Oh, and through most of that I was working a second job on weekends and doing one paper a semester at university.

So yeah, I’m allowed to be burnt out now.  I sound defensive, and that’s because I am, because I expect to be told ‘no, you’re not allowed to be burnt out, harden up and keep on going’, because that’s what I’ve basically been told my entire life in various ways.  Stiff upper lip.  Carry on.  That kind of claptrap.  Telling myself I’m allowed to be burnt out is one thing, but taking a stand and saying ‘I AM ALLOWED TO BE BURNT OUT’ to the world is an entirely different kettle of fish.
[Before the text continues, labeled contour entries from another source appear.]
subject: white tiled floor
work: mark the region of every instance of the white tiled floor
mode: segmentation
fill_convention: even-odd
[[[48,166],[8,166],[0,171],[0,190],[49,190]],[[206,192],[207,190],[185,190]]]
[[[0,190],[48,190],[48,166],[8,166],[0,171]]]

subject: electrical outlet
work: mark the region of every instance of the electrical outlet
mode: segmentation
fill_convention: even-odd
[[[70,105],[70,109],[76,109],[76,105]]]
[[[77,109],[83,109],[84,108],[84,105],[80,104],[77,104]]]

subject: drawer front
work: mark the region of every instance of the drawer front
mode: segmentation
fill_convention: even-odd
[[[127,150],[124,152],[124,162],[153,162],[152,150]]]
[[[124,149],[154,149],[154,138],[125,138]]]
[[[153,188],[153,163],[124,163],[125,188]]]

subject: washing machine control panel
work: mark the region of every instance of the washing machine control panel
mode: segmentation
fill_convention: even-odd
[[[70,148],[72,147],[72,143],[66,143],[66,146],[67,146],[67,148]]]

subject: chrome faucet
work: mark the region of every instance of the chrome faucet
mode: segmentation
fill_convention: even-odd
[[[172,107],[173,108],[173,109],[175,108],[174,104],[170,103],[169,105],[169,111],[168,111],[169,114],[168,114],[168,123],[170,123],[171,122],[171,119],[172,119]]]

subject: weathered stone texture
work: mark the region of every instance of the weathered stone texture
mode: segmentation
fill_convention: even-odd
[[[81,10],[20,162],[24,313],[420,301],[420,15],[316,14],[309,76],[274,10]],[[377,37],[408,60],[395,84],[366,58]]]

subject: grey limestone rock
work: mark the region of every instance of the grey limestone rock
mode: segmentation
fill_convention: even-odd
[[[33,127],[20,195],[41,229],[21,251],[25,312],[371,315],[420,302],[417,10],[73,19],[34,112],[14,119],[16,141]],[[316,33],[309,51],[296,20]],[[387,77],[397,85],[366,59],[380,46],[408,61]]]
Because despite the abuse I’ve been through, despite feeling as though I’m brittle and nothing but bone and sinew, despite almost falling asleep at work on numerous occasions because I am so exhausted, I … I gaslight myself.  It’s so ingrained in me, I gaslight myself.  It has been reinforced so thoroughly in my life that I am not important, what I feel is not important, what I want to do is not important, what I don’t want to do is not important, that I can’t possibly imagine that what I’ve been through is … something.  That it’s actually not good, that I’ve been impacted by it and that feeling is valid and true and reasonable.

It’s a horrific mindset, but I’m battling it.  Slowly but surely.  Because I deserve to not be burnt out.